O Polo passa a sensação de ser maior do que nunca - e ele é. Ainda assim, pelo menos não ficou mais pesado que a geração anterior, o que ajuda no consumo. Entre-eixos e bitolas foram alterados como no novo Ibiza. Bitola maior traz mais estabilidade, enquanto um entre-eixos mais longo mantém a competitividade no espaço traseiro - provavelmente acima da média, em parte porque o teto é mais alto. A carroceria usa mais aço de alta resistência, e o resultado é um carro que parece muito sólido. Tudo isso é meritório, e útil num cenário de padrões de segurança mais exigentes. O Euro NCAP ficou mais duro, e a VW não pode se dar ao luxo de não entregar um carro cinco estrelas.
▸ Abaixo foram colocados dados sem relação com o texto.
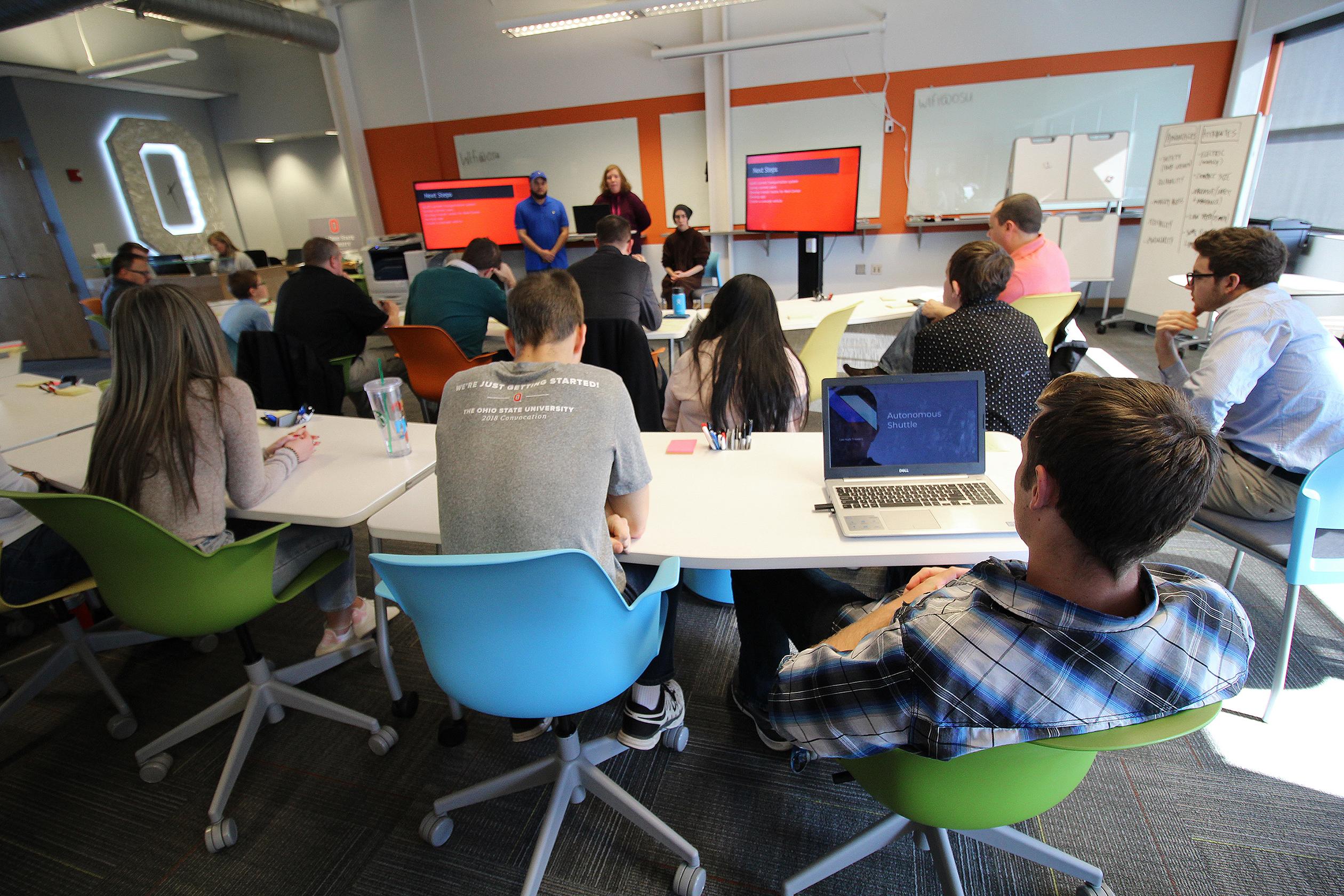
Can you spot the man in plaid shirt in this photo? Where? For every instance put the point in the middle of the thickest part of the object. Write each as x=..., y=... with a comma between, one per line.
x=1082, y=637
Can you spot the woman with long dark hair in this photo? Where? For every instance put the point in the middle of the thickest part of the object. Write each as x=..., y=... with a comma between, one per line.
x=177, y=433
x=738, y=367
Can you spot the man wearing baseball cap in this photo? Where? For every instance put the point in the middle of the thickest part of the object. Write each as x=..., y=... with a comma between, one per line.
x=542, y=227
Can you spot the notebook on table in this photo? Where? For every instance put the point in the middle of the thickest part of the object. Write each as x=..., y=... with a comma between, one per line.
x=906, y=456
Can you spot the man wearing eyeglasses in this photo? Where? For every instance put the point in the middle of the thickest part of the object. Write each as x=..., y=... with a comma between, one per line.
x=1272, y=381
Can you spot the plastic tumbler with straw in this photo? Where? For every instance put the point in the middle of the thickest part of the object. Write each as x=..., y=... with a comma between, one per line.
x=385, y=397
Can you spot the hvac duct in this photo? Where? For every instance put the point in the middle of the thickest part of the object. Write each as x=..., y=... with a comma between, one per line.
x=238, y=17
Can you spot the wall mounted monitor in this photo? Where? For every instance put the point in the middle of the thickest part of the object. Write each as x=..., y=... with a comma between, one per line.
x=813, y=191
x=453, y=213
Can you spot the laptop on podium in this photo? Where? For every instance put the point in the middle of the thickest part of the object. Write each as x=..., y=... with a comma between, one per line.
x=906, y=456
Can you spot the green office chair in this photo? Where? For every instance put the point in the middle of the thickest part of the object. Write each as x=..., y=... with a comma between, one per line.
x=158, y=583
x=983, y=794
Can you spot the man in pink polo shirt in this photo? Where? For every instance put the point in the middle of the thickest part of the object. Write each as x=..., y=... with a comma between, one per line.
x=1039, y=266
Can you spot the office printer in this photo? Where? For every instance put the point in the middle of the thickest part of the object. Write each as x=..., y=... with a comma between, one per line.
x=391, y=262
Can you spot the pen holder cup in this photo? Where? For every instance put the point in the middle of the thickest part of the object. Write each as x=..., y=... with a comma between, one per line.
x=390, y=414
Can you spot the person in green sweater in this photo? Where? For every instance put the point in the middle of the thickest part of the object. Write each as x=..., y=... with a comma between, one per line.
x=461, y=297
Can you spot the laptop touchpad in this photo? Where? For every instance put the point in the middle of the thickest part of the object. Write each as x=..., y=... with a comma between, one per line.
x=900, y=521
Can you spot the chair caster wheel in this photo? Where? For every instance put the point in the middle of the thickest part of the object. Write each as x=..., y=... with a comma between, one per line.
x=689, y=882
x=1094, y=890
x=452, y=732
x=122, y=726
x=382, y=741
x=676, y=738
x=406, y=707
x=222, y=835
x=155, y=769
x=436, y=829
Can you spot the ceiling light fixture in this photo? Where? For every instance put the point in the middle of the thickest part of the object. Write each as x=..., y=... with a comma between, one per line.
x=698, y=50
x=603, y=15
x=140, y=62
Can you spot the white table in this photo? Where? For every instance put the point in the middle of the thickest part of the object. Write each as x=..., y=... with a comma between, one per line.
x=347, y=480
x=745, y=511
x=30, y=415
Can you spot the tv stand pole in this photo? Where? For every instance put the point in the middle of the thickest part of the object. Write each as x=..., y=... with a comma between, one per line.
x=810, y=265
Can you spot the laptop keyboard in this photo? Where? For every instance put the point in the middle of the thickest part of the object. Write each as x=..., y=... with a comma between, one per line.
x=903, y=496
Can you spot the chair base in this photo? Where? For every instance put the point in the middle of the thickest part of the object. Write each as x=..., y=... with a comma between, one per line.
x=264, y=698
x=574, y=774
x=79, y=646
x=893, y=828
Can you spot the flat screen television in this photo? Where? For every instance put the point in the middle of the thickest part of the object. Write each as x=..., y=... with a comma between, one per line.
x=453, y=213
x=815, y=191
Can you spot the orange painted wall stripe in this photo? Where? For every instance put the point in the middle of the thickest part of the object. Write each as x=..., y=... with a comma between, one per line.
x=1213, y=63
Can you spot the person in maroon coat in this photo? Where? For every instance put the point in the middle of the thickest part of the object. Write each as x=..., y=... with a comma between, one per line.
x=616, y=193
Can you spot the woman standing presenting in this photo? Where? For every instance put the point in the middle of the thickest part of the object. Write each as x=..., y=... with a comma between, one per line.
x=684, y=253
x=616, y=193
x=229, y=258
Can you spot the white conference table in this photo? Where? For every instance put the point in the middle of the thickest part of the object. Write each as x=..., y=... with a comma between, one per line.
x=348, y=478
x=30, y=415
x=745, y=511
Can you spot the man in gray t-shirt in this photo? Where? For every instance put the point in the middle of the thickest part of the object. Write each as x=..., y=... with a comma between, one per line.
x=545, y=453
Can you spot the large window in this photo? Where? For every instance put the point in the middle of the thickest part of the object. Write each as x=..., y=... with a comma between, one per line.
x=1303, y=174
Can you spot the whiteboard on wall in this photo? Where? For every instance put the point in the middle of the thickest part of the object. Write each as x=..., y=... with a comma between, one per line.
x=962, y=136
x=1203, y=177
x=1039, y=167
x=573, y=156
x=684, y=166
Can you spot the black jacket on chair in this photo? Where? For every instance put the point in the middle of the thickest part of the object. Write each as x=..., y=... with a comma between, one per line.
x=285, y=372
x=619, y=345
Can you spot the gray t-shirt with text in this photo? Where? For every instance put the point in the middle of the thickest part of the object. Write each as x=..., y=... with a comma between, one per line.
x=527, y=454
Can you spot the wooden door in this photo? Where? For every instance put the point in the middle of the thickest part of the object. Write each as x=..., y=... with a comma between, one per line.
x=38, y=301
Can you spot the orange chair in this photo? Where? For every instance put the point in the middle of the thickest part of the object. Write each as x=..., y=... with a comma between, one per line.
x=432, y=358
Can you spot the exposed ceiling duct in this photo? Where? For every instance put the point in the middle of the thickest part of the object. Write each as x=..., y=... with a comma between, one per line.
x=238, y=17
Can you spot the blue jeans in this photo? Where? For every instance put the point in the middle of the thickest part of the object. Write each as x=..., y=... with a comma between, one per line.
x=296, y=548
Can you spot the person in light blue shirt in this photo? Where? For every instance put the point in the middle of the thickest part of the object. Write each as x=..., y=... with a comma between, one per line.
x=1272, y=381
x=542, y=227
x=245, y=315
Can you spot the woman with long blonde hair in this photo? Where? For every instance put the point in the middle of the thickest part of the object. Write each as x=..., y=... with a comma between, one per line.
x=229, y=258
x=617, y=194
x=177, y=433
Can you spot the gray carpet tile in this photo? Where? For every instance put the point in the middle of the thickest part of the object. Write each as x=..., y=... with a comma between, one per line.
x=321, y=814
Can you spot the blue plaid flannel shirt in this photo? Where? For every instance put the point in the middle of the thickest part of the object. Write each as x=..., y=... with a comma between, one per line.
x=989, y=660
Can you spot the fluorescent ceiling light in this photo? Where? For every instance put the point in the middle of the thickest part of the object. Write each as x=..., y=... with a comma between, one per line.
x=603, y=15
x=769, y=41
x=141, y=62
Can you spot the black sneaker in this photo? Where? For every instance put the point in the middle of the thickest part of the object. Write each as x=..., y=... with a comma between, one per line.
x=761, y=719
x=642, y=729
x=527, y=730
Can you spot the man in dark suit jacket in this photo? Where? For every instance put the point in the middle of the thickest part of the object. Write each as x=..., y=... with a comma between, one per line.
x=612, y=283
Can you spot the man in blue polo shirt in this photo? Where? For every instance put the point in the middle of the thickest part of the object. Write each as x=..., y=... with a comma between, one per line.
x=542, y=227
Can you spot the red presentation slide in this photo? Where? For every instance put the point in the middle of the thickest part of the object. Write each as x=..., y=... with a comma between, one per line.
x=812, y=193
x=453, y=213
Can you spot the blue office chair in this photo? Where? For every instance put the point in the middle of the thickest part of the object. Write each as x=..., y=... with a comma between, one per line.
x=572, y=644
x=1309, y=548
x=711, y=272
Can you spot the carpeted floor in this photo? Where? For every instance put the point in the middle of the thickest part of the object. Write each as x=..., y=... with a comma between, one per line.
x=1241, y=808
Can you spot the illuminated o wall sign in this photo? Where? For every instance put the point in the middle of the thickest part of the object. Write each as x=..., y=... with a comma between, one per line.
x=166, y=182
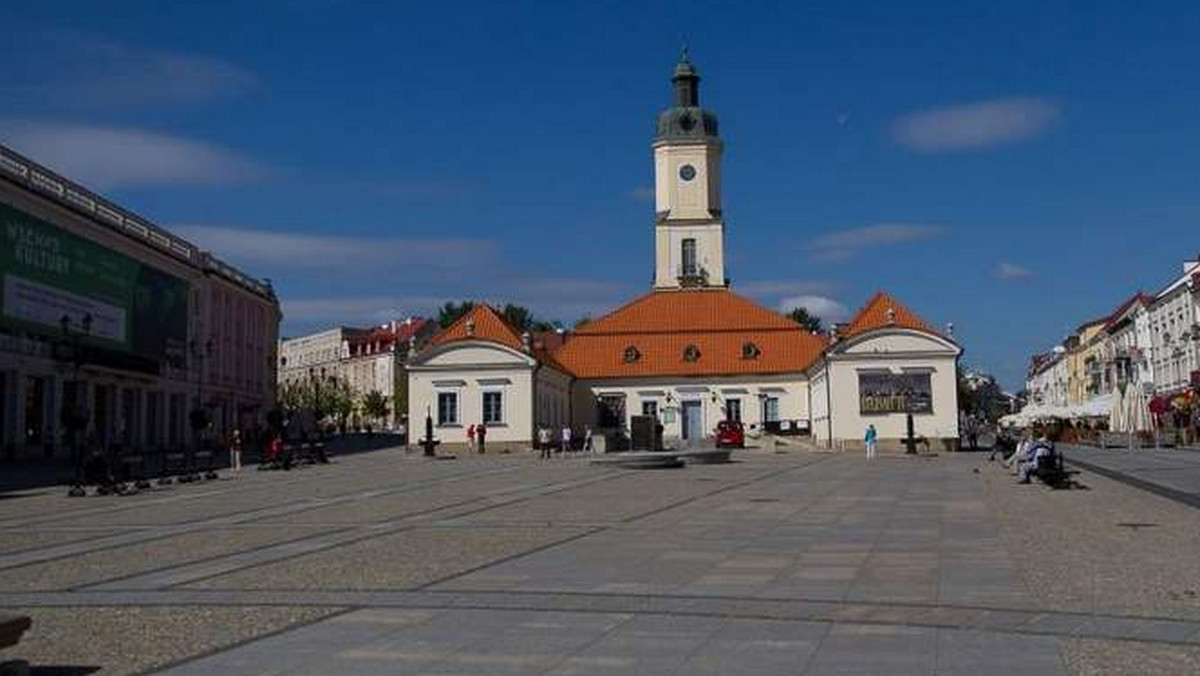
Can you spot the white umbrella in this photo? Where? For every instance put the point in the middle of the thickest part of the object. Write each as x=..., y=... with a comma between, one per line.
x=1119, y=418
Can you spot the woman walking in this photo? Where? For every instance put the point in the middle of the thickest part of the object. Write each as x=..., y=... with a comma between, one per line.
x=235, y=452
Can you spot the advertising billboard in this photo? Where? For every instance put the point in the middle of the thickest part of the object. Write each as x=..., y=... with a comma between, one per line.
x=47, y=273
x=883, y=392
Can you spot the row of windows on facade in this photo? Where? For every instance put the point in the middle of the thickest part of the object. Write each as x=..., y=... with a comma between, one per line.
x=449, y=414
x=691, y=353
x=611, y=410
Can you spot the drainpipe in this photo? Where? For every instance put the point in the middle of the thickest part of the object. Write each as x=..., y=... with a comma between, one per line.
x=829, y=404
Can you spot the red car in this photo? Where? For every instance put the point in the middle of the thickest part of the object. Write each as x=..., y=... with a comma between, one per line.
x=730, y=434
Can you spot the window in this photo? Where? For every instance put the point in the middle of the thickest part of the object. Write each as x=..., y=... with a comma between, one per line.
x=771, y=410
x=493, y=407
x=689, y=257
x=448, y=408
x=733, y=410
x=611, y=411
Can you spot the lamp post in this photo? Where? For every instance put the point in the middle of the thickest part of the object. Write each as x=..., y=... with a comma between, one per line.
x=199, y=416
x=75, y=417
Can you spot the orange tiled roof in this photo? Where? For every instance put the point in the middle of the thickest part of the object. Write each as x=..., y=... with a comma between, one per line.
x=695, y=310
x=661, y=325
x=875, y=316
x=490, y=325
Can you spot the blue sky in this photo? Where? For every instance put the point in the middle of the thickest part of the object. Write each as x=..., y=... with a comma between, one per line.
x=1011, y=167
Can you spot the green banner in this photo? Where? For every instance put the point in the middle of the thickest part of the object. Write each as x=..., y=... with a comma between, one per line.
x=49, y=273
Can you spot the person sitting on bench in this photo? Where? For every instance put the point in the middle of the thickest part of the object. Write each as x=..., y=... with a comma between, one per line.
x=1042, y=448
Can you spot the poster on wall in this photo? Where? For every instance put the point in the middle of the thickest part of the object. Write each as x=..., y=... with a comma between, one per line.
x=894, y=393
x=49, y=274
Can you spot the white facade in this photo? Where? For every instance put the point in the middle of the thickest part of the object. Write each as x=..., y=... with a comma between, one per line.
x=226, y=368
x=839, y=419
x=473, y=382
x=1175, y=331
x=323, y=350
x=754, y=400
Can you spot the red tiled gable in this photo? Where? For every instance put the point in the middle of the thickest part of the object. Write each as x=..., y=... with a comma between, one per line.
x=490, y=325
x=661, y=325
x=875, y=316
x=697, y=310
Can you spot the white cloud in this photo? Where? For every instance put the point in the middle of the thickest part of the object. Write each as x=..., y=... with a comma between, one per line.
x=360, y=310
x=367, y=255
x=1013, y=271
x=846, y=244
x=111, y=157
x=975, y=125
x=774, y=288
x=565, y=299
x=81, y=70
x=827, y=309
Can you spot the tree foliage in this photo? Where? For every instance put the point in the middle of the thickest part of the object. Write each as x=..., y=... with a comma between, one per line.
x=802, y=317
x=451, y=311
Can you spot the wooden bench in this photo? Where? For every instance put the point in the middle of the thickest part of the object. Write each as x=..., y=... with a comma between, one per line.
x=12, y=627
x=1051, y=472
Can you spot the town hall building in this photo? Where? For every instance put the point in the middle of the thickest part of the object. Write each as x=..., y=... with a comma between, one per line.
x=691, y=352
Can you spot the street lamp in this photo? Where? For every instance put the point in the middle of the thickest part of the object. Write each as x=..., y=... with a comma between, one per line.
x=199, y=416
x=76, y=417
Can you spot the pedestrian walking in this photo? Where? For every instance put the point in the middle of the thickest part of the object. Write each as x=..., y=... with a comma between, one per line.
x=235, y=452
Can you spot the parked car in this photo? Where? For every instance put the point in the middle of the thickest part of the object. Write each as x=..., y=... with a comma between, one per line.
x=730, y=434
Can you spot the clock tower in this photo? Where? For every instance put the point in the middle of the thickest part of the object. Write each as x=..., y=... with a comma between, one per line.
x=689, y=233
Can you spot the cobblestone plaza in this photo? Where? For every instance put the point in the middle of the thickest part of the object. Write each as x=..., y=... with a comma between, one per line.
x=780, y=563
E aí, inevitavelmente, a conversa vira espaço, segurança e economia. Este Polo é um carro fácil de gostar, mas por mais que a VW faça barulho sobre “design emocional”, no fim ele continua sendo um carro que você compra pela lógica - e pela sensação de que ele vai cuidar de você. Ele me lembra o caminho que a VW tomou com o Golf Mk4, aquele que realmente consolidou a marca em qualidade de acabamento, baixo consumo e segurança. Só que o Golf Mk4 também ficou famoso por ter sido ultrapassado pela Ford em acerto dinâmico e diversão.

Dá para se divertir com o 1.2 TSi. O restante da gama não tem a mesma energia. Com o capacete da racionalidade, é difícil discutir com eles: são refinados, bem construídos e protegem o seu dinheiro com uma teimosia impressionante (resistem à desvalorização, bebem pouco e a VW promete que os preços não vão subir quando a nova linha chegar em outubro). Dá para dizer que isso é o que importa em tempos difíceis. Eu, porém, diria que justamente em tempos difíceis a gente precisa de carros pequenos que levantem o astral - e a maioria dos novos Polos não consegue fazer isso por completo.